[llvm] [VPlan] Sink predicated stores with complementary masks. (PR #168771)

Fri Nov 28 08:10:16 PST 2025

================
@@ -4127,119 +4143,217 @@ void VPlanTransforms::hoistInvariantLoads(VPlan &Plan) {
   }
 }
 
-// Returns the intersection of metadata from a group of loads.
-static VPIRMetadata getCommonLoadMetadata(ArrayRef<VPReplicateRecipe *> Loads) {
-  VPIRMetadata CommonMetadata = *Loads.front();
-  for (VPReplicateRecipe *Load : drop_begin(Loads))
-    CommonMetadata.intersect(*Load);
+// Collect common metadata from a group of replicate recipes by intersecting
+// metadata from all recipes in the group.
+static VPIRMetadata getCommonMetadata(ArrayRef<VPReplicateRecipe *> Recipes) {
+  VPIRMetadata CommonMetadata = *Recipes.front();
+  for (VPReplicateRecipe *Recipe : drop_begin(Recipes))

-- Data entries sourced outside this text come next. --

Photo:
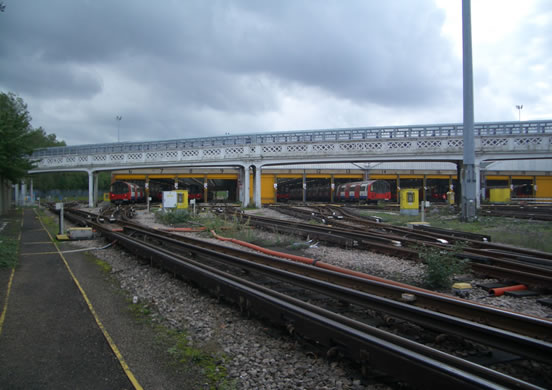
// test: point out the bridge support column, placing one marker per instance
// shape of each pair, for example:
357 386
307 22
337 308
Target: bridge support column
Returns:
257 192
332 188
32 192
16 195
23 197
90 189
245 189
477 169
96 180
304 191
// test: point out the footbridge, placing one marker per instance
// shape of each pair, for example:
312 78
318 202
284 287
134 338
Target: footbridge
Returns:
251 152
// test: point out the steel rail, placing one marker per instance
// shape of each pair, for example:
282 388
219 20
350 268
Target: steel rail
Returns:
536 275
405 359
487 315
319 280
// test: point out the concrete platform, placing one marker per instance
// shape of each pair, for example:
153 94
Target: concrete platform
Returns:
49 336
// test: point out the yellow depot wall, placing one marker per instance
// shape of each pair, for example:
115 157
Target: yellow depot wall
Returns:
267 189
499 195
544 187
129 177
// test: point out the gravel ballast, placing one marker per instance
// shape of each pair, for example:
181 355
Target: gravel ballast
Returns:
258 355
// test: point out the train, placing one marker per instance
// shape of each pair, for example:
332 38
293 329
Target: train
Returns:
360 191
125 192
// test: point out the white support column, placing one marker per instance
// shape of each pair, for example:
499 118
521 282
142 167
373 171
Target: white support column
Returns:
16 198
95 199
246 185
22 198
257 192
32 192
90 189
477 169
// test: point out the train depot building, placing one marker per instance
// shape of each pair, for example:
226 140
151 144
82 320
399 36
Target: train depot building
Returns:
528 179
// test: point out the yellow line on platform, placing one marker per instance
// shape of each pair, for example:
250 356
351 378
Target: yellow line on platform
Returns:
110 341
5 308
38 253
8 290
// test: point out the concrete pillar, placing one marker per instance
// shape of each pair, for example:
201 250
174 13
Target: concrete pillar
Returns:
32 191
424 193
96 180
246 186
257 192
304 187
477 168
16 198
398 188
205 189
483 181
22 198
332 188
90 189
275 188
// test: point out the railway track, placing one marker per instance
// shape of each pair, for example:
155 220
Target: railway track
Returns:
267 290
515 264
535 212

+    CommonMetadata.intersect(*Recipe);
   return CommonMetadata;
 }
 
-void VPlanTransforms::hoistPredicatedLoads(VPlan &Plan, ScalarEvolution &SE,
-                                           const Loop *L) {
+template <unsigned Opcode>
+static SmallVector<SmallVector<VPReplicateRecipe *, 4>>
+collectComplementaryPredicatedMemOps(VPlan &Plan, ScalarEvolution &SE,
+                                     const Loop *L) {
+  static_assert(Opcode == Instruction::Load || Opcode == Instruction::Store,
+                "Only Load and Store opcodes supported");
+  constexpr bool IsLoad = (Opcode == Instruction::Load);
   VPRegionBlock *LoopRegion = Plan.getVectorLoopRegion();
   VPTypeAnalysis TypeInfo(Plan);
-  VPDominatorTree VPDT(Plan);
 
-  // Group predicated loads by their address SCEV.
-  DenseMap<const SCEV *, SmallVector<VPReplicateRecipe *>> LoadsByAddress;
+  // Group predicated operations by their address SCEV.

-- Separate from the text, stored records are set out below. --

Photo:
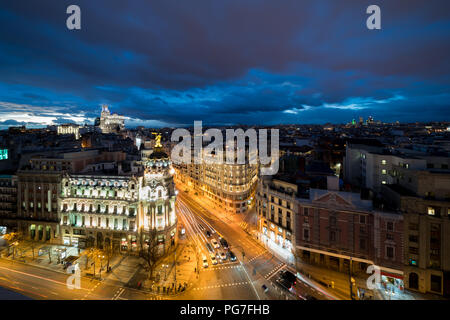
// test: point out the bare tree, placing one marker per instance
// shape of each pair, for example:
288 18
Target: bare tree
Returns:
149 249
13 239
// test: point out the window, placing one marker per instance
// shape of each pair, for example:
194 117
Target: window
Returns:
413 250
305 234
390 252
362 244
414 226
333 221
332 236
390 226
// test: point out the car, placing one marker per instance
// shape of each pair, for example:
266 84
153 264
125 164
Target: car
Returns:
223 256
215 243
232 256
224 243
205 262
285 283
289 276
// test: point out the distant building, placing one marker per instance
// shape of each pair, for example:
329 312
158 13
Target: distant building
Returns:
8 203
370 166
69 128
423 196
111 123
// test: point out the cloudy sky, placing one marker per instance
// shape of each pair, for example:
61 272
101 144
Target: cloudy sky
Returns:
170 62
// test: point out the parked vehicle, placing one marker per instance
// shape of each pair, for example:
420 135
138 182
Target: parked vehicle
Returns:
210 249
224 243
285 283
289 276
232 256
223 256
215 243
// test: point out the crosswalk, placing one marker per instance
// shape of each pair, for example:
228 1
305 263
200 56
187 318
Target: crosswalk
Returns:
272 272
225 285
243 225
237 266
258 255
157 298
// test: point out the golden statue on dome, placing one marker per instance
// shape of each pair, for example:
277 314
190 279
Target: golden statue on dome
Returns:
157 139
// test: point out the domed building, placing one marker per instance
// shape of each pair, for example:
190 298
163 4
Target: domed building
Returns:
157 197
120 204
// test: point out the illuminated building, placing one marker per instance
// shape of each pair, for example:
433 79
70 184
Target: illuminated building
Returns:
69 128
111 123
111 206
157 197
229 186
422 195
8 203
276 207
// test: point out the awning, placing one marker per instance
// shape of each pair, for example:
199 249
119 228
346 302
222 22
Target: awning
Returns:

+  DenseMap<const SCEV *, SmallVector<VPReplicateRecipe *>> RecipesByAddress;
   for (VPBlockBase *Block : vp_depth_first_shallow(LoopRegion->getEntry())) {
     auto *VPBB = cast<VPBasicBlock>(Block);
     for (VPRecipeBase &R : *VPBB) {
       auto *RepR = dyn_cast<VPReplicateRecipe>(&R);
-      if (!RepR || RepR->getOpcode() != Instruction::Load ||
-          !RepR->isPredicated())
+      if (!RepR || RepR->getOpcode() != Opcode || !RepR->isPredicated())
         continue;
 
-      VPValue *Addr = RepR->getOperand(0);
+      // For loads, operand 0 is address; for stores, operand 1 is address.

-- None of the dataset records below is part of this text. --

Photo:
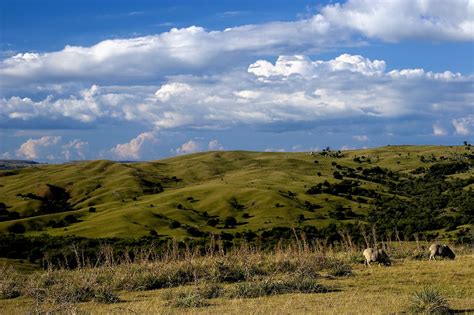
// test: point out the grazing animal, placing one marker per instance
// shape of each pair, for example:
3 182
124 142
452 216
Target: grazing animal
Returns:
442 251
376 255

+      VPValue *Addr = RepR->getOperand(IsLoad ? 0 : 1);
       const SCEV *AddrSCEV = vputils::getSCEVExprForVPValue(Addr, SE, L);
       if (!isa<SCEVCouldNotCompute>(AddrSCEV))
-        LoadsByAddress[AddrSCEV].push_back(RepR);
+        RecipesByAddress[AddrSCEV].push_back(RepR);
     }
   }
 
-  // For each address, collect loads with complementary masks, sort by
-  // dominance, and use the earliest load.
-  for (auto &[Addr, Loads] : LoadsByAddress) {
-    if (Loads.size() < 2)
+  // For each address, collect operations with the same or complementary masks.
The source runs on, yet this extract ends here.